There’s this famous misquote “We sleep safely in our beds because rough men stand ready in the night to visit violence on those who would harm us” (oft attributed to Churchill or Orwell) which you can hear from the selfsame cynical types, used against the pacifist or the idealist. The people thinking in such manner never question the origins of said violence. They take it for granted that was always there, as natural as the tides and the rising of the sun. What Unknown Soldier recognizes is that this perception is, by itself, a form of naiveté, a refusal to look inwards into the engine that perpetuates that violence.

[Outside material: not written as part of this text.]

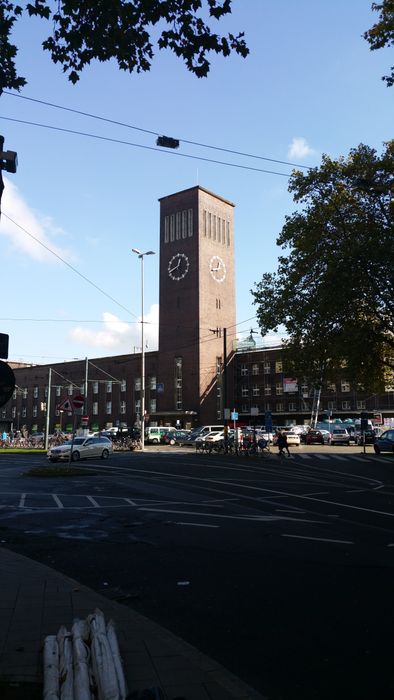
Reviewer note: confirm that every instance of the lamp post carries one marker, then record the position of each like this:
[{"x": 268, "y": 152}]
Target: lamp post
[{"x": 142, "y": 415}]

It doesn’t take much to realize that the Unknown Soldier is the one feeding Clyde hints, stringing him along; trying to mold him into his replacement. Yet this process is intentionally limited. Clyde is not meant to learn the whole truth, just the portions that would make him believe that ‘rough men are always necessary.’ Which is certainly a lesson you could take from other Garth Ennis comics. Only the comics refuses to accept this notion, digging deeper, beyond the cynicism.
I recall Slavoj Zizek’s response to Donald Rumsfeld’s famous ‘Known Unknowns’ speech, noting that Secretary of Defense missed one category: “the Abu Ghraib scandal shows that the main dangers lie in the "unknown knowns"—the disavowed beliefs, suppositions and obscene practices we pretend not to know about, even though they form the background of our public values." Rumsfeld, and the entire apparatus he represents, is the Unknown Soldier of this comics, his existence is dependent upon the rest of us not knowing. Unknown Soldier asks not only to gaze deep, but to refuse to accept everything we are told at face value. Here, the Soldier is only as immortal as we allow him to be.